As many as 20,000 people took part in the rally, the Visana human rights centre estimated. Large crowds of people gathered in the eastern part of Minsk headed toward Kurapaty, a wooded area on the city’s outskirts where over 200,000 people were executed by Soviet secret police during Stalinist-era purges.
Demonstrators carried banners reading, “The people’s memory (lasts) longer than a life of a dictatorship” and “Stop torturing your people!”
The crowds directed chants of “Go away!” at Belarusian President Alexander Lukashenko, who won his sixth term in an Aug. 9 election that is widely seen as rigged. Lukashenko’s crushing victory over his popular, inexperienced challenger, Sviatlana Tsikhanouskaya, has triggered the largest and the most sustained wave of mass protests of his 26 years in power.
The 66-year-old former state farm director, who was once nicknamed “Europe’s Latest Dictator,” has relentlessly suppressed opposition and independent media in Belarus but struggled to quell the recent unrest. Large protest crowds have assembled in the streets of Minsk and other cities almost daily, despite police countering the demonstrations with water cannons, stun grenades, rubber bullets and mass detentions.

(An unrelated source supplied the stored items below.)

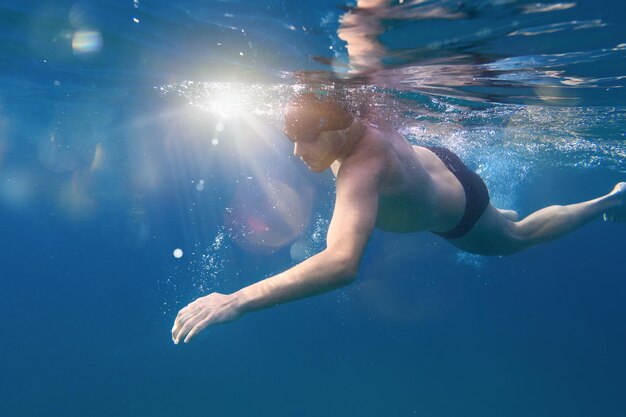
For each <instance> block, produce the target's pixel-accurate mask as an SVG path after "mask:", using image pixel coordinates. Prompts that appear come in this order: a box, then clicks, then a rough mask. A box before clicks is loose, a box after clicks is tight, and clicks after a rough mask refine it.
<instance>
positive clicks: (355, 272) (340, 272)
mask: <svg viewBox="0 0 626 417" xmlns="http://www.w3.org/2000/svg"><path fill="white" fill-rule="evenodd" d="M359 261H360V259H359V258H355V257H349V256H342V257H338V258H337V259H336V261H335V262H336V265H337V275H336V276H337V281H338V282H340V283H342V284H343V285H348V284H351V283H352V282H354V280H355V279H356V276H357V273H358V272H359Z"/></svg>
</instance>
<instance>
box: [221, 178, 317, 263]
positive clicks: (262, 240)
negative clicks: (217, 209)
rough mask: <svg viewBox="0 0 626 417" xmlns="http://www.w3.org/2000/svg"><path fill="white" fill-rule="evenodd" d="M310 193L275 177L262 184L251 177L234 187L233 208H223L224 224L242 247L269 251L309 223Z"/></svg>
mask: <svg viewBox="0 0 626 417" xmlns="http://www.w3.org/2000/svg"><path fill="white" fill-rule="evenodd" d="M311 197H312V196H311V193H310V192H302V191H301V192H296V191H295V190H294V189H293V188H292V187H291V186H289V185H288V184H286V183H284V182H281V181H278V180H272V182H271V183H270V184H265V186H262V187H259V185H258V184H255V183H254V182H253V181H250V182H248V183H244V184H242V185H240V186H239V188H238V189H237V192H236V193H235V196H234V198H233V202H232V207H233V208H232V209H230V210H226V212H225V215H224V220H225V225H226V226H227V227H229V228H230V229H231V230H232V235H233V239H234V240H235V242H236V243H237V244H239V246H241V247H242V248H244V249H246V250H248V251H251V252H256V253H271V252H274V251H276V250H278V249H281V248H283V247H284V246H286V245H288V244H289V243H291V242H292V241H293V240H294V239H296V238H297V237H298V236H299V235H300V234H301V233H302V231H303V230H304V229H305V228H306V227H307V226H308V224H309V221H310V214H311V199H312V198H311Z"/></svg>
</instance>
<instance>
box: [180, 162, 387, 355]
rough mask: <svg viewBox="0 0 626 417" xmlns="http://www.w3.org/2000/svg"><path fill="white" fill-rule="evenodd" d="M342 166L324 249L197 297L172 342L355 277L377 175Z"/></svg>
mask: <svg viewBox="0 0 626 417" xmlns="http://www.w3.org/2000/svg"><path fill="white" fill-rule="evenodd" d="M343 168H344V167H342V170H340V172H339V175H338V177H337V198H336V202H335V210H334V213H333V218H332V220H331V223H330V227H329V230H328V235H327V247H326V249H325V250H323V251H322V252H320V253H318V254H316V255H314V256H312V257H311V258H309V259H307V260H305V261H303V262H301V263H299V264H298V265H296V266H294V267H293V268H290V269H288V270H287V271H285V272H282V273H280V274H278V275H275V276H272V277H269V278H267V279H264V280H262V281H260V282H257V283H255V284H252V285H250V286H248V287H245V288H242V289H241V290H239V291H237V292H235V293H233V294H228V295H225V294H219V293H212V294H209V295H208V296H205V297H201V298H198V299H197V300H195V301H194V302H192V303H191V304H189V305H188V306H186V307H185V308H183V309H182V310H180V312H179V313H178V315H177V316H176V320H175V321H174V327H173V328H172V339H173V340H174V343H178V342H180V341H181V340H184V341H185V343H186V342H188V341H189V340H191V339H192V338H193V337H194V336H195V335H196V334H198V333H199V332H200V331H202V330H203V329H204V328H206V327H207V326H210V325H213V324H218V323H225V322H229V321H233V320H237V319H238V318H240V317H241V316H243V315H244V314H245V313H248V312H251V311H256V310H260V309H263V308H267V307H272V306H275V305H279V304H282V303H286V302H289V301H293V300H297V299H301V298H306V297H311V296H314V295H317V294H321V293H325V292H328V291H331V290H334V289H336V288H339V287H342V286H344V285H347V284H349V283H350V282H352V281H353V279H354V277H355V276H356V272H357V270H358V264H359V262H360V259H361V255H362V253H363V250H364V249H365V246H366V244H367V241H368V239H369V236H370V235H371V233H372V230H373V229H374V225H375V222H376V214H377V211H378V184H377V181H378V180H377V178H376V176H375V175H373V174H372V171H371V170H370V171H369V172H368V171H367V170H365V168H353V169H350V168H347V167H346V168H345V169H343Z"/></svg>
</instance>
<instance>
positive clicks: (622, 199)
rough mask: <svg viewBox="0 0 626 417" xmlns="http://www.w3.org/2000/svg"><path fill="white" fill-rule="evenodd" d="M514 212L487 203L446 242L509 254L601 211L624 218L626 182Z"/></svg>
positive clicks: (553, 238)
mask: <svg viewBox="0 0 626 417" xmlns="http://www.w3.org/2000/svg"><path fill="white" fill-rule="evenodd" d="M515 215H516V213H515V212H513V211H510V210H499V209H497V208H495V207H493V206H492V205H489V206H488V207H487V209H486V210H485V213H483V215H482V216H481V218H480V220H479V221H478V222H477V223H476V225H475V226H474V227H473V228H472V230H471V231H470V232H469V233H468V234H467V235H466V236H464V237H462V238H460V239H454V240H450V241H449V242H450V243H452V244H453V245H455V246H456V247H458V248H459V249H462V250H465V251H467V252H472V253H477V254H480V255H510V254H513V253H515V252H519V251H521V250H524V249H526V248H529V247H531V246H534V245H537V244H539V243H544V242H549V241H551V240H554V239H558V238H560V237H562V236H564V235H566V234H568V233H570V232H573V231H574V230H576V229H578V228H580V227H582V226H584V225H585V224H587V223H589V222H590V221H592V220H594V219H596V218H598V217H600V216H602V215H604V216H605V218H606V219H607V220H614V221H626V182H620V183H619V184H617V185H616V186H615V188H614V189H613V191H611V192H610V193H609V194H607V195H605V196H603V197H599V198H596V199H594V200H590V201H585V202H583V203H577V204H570V205H566V206H550V207H546V208H543V209H541V210H538V211H536V212H534V213H532V214H530V215H529V216H527V217H525V218H524V219H522V220H520V221H516V216H515Z"/></svg>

The Belarusian Interior Ministry threatened to use firearms against the rally-goers “if need be.” On Sunday, police acknowledged officers fired several warning shots into the air during the demonstration in Minsk “to prevent violations of the law.”
Armoured off-road vehicles equipped with machine-guns were seen in Minsk for the first time in almost three months, along with water cannon vehicles and other anti-riot equipment. Several metro stations were closed, and mobile internet service did not work.

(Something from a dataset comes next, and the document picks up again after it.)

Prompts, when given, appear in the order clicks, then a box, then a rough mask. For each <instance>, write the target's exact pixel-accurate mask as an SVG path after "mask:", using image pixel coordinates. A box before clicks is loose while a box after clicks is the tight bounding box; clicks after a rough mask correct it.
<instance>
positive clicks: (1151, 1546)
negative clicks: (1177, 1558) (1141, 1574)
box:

Police detained over 150 people in Minsk and other Belarusian cities where protests were held Sunday, according to the Viasna centre. Several journalists were among the detainees, and many of those detained were beaten up, human rights activists said.

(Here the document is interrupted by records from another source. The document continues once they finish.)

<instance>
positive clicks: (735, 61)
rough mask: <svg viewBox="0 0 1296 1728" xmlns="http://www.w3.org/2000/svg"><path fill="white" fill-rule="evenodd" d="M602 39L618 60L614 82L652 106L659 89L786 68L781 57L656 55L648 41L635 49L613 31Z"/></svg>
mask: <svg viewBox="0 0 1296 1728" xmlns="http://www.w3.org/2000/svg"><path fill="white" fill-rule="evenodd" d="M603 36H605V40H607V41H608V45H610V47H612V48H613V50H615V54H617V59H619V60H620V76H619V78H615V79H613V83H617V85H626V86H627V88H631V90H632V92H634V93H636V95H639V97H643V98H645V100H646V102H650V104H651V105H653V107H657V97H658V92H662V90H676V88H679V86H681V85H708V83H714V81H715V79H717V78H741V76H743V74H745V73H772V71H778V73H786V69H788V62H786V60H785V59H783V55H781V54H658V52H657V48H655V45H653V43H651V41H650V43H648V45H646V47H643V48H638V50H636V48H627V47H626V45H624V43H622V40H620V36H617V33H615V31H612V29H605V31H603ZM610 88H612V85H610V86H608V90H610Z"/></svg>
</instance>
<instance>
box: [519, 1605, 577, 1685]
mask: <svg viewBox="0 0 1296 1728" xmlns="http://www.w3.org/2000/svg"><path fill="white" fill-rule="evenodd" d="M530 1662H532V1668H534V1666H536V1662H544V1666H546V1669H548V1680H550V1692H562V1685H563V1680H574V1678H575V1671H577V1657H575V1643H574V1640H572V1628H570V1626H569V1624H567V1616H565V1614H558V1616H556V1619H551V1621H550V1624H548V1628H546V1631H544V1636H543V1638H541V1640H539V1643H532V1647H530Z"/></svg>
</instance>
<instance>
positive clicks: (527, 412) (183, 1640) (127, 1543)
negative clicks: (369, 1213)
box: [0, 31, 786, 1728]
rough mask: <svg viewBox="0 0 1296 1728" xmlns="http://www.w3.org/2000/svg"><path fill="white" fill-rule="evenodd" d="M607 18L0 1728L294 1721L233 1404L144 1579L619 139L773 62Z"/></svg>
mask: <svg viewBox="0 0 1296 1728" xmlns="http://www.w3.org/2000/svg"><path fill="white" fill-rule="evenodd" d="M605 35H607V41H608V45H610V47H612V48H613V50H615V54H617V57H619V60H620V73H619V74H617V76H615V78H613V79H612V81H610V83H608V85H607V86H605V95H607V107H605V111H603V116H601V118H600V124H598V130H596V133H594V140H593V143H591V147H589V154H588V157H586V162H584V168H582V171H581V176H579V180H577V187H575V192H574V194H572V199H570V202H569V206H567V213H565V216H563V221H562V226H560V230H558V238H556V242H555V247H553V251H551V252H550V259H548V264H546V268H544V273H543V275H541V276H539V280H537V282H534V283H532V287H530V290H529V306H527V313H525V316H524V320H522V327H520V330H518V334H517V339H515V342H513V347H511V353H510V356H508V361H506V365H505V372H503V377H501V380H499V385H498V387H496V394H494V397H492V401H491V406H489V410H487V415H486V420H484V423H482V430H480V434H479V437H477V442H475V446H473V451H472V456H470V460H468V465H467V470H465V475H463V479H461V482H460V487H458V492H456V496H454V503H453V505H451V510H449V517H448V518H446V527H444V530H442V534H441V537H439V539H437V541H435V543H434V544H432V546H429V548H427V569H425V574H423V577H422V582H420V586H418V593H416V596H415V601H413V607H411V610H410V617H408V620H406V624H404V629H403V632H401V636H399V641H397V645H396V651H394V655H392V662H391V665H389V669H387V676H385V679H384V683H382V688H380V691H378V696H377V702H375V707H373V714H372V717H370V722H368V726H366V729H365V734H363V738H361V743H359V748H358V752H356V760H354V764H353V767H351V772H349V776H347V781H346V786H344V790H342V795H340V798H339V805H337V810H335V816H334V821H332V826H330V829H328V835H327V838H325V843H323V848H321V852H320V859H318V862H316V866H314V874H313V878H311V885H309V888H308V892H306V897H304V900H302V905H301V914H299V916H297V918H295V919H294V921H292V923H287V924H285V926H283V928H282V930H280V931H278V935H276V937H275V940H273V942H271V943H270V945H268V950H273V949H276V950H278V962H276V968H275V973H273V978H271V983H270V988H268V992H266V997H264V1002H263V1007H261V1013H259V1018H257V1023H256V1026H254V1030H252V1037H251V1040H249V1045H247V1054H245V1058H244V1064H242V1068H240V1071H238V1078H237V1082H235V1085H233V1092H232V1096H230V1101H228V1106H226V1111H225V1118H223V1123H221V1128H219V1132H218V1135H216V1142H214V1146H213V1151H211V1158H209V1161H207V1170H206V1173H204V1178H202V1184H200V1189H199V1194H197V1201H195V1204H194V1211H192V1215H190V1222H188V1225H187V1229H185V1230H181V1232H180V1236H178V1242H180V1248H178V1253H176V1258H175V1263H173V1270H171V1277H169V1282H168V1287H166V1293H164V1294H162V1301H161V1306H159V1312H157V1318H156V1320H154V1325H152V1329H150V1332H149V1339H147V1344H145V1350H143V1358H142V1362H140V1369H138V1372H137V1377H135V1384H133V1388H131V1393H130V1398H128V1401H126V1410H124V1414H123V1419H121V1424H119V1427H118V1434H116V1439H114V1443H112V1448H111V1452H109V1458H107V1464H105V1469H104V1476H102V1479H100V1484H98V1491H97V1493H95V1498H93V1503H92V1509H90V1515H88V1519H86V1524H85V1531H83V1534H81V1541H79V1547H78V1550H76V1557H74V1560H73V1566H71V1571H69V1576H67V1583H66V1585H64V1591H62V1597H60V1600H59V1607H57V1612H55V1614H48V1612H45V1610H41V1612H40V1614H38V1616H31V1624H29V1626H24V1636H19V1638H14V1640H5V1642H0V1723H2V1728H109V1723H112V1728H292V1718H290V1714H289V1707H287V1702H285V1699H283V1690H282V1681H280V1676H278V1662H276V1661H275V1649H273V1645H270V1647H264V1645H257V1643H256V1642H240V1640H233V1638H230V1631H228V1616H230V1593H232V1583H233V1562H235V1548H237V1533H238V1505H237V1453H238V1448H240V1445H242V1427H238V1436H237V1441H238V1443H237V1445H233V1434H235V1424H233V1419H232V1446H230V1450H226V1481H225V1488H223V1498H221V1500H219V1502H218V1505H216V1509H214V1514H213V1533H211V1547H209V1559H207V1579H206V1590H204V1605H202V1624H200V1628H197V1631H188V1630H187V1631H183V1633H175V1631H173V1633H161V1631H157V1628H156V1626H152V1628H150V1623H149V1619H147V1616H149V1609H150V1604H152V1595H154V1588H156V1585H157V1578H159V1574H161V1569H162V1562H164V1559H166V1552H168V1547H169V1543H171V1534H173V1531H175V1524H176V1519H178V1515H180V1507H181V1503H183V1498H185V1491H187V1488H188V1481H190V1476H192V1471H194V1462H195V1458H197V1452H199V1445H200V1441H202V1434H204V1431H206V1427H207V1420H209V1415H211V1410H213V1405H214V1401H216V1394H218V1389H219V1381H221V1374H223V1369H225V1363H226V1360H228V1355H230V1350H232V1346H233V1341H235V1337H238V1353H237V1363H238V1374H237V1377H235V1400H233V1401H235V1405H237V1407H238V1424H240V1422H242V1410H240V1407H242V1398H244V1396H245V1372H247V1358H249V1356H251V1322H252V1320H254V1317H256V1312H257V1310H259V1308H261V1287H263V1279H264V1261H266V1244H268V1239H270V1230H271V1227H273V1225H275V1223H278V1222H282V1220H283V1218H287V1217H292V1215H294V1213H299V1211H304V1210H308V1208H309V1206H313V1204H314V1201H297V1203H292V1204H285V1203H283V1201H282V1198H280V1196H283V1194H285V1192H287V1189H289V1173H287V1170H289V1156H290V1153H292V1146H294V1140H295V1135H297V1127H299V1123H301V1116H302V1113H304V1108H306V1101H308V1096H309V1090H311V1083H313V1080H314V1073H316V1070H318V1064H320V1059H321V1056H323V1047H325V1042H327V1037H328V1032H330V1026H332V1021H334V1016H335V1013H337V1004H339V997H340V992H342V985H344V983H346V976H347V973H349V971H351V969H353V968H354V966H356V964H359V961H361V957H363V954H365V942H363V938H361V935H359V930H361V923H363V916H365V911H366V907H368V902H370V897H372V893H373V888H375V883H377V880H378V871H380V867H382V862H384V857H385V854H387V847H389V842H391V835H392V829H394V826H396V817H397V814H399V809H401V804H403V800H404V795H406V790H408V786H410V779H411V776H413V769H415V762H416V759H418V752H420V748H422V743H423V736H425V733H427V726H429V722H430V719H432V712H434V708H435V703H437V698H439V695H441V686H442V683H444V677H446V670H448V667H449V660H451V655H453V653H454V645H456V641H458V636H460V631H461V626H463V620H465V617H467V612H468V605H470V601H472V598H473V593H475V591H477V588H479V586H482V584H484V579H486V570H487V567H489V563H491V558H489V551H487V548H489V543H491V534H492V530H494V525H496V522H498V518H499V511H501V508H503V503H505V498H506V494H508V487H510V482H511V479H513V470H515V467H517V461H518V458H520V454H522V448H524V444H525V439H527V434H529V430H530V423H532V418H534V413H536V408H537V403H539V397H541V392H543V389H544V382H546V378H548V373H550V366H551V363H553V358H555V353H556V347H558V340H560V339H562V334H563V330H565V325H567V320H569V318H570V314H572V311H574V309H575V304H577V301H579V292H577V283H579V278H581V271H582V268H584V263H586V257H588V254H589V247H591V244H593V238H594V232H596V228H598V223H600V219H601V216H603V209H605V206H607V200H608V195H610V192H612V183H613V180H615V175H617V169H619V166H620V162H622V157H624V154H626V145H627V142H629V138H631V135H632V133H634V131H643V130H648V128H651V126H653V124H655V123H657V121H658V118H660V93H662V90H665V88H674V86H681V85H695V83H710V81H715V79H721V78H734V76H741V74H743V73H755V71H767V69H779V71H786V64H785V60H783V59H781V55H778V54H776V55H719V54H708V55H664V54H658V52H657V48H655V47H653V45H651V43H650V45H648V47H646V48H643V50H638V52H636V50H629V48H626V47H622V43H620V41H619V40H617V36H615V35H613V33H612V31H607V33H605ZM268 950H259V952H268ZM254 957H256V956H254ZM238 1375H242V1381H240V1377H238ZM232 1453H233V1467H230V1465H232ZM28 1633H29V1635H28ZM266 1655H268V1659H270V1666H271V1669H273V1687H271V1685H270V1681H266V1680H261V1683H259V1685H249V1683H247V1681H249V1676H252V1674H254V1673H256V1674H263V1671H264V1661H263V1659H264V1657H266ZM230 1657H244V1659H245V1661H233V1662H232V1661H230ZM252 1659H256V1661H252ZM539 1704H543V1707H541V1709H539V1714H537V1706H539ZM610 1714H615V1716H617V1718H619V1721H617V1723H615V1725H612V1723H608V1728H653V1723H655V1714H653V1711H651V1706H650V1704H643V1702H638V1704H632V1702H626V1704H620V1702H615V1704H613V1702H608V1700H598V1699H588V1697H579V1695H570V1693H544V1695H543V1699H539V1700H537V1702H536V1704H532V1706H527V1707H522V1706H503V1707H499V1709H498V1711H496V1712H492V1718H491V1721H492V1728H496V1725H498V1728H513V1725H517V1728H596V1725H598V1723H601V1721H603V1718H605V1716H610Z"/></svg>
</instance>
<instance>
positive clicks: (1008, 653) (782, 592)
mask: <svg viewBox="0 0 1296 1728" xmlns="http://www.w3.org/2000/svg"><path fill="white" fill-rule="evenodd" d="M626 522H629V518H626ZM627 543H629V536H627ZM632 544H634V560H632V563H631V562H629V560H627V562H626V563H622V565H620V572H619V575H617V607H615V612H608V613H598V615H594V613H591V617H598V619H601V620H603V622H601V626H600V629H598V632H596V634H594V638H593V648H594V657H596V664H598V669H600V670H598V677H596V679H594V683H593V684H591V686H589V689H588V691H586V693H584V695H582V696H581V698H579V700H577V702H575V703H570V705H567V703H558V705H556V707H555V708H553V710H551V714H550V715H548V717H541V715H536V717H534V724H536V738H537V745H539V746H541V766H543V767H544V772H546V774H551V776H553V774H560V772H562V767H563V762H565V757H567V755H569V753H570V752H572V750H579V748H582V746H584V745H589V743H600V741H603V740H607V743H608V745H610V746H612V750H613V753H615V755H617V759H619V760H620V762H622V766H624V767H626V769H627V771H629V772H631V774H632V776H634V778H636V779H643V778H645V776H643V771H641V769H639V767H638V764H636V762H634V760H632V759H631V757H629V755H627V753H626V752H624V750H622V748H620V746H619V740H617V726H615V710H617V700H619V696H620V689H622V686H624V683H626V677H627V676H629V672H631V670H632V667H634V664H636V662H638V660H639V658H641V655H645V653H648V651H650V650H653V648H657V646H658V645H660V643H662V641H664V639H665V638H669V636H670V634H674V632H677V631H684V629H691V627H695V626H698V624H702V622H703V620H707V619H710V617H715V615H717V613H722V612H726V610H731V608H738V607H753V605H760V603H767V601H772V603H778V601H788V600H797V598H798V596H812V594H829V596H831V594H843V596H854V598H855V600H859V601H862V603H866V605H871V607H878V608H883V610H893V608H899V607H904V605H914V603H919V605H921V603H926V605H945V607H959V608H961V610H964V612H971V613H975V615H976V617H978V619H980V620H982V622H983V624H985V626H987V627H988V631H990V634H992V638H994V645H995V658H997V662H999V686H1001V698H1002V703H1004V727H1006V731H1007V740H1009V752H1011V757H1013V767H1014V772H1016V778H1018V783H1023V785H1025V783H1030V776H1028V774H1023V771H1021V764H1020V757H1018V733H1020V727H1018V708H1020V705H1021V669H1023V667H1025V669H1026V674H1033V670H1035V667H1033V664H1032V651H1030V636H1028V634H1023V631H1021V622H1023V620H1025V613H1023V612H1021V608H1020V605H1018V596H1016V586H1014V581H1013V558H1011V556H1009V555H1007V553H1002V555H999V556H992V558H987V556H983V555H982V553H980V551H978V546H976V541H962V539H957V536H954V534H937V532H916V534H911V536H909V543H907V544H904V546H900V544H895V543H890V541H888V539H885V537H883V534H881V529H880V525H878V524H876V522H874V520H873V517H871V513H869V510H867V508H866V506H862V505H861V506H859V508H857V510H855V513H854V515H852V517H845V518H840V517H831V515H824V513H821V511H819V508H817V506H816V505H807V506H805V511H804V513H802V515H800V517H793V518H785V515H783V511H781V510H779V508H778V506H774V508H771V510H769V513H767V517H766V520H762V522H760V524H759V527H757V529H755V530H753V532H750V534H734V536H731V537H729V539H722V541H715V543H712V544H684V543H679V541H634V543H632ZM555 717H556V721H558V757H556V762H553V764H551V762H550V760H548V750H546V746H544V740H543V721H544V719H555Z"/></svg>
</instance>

“The authorities are trying to close the lid on the boiling Belarusian pot more tightly, but history knows very well what this leads to,” Viasna leader Ales Bialiatski said.
Tsikhanouskaya entered the presidential race instead of her husband, a popular opposition blogger, after he was jailed in May,. SHe challenged the results of the election in which she secured 10 per cent of the vote to the incumbent president’s 80 per cent, then left Belarus for Lithuania under pressure from the authorities.
She issued a statement Sunday in support of the ongoing protests.
“The terror is happening once again in our country right now,” Tsikhanouskaya said. “We haven’t forgotten our past, we won’t forget what is happening now.”
Over 15,000 people have been detained since the presidential election, and human rights activists have declared more than 100 of them to be political prisoners.
All prominent members of the opposition’s Coordination Council, which was formed to push for a transition of power, have either been jailed or forced to leave the country.
Lukashenko scoffed at suggestions of dialogue with the opposition and instead intensified the crackdown on protesters, ordering officials to expel students from universities for participating in demonstrations and to take action against plant workers that go on strike.
On Thursday, the government shut Belarus’ borders with Latvia, Lithuania, Poland and Ukraine, They said the move was intended to stem the spread of the coronavirus, although officials previously accused neighbouring countries of trying to destabilize Belarus.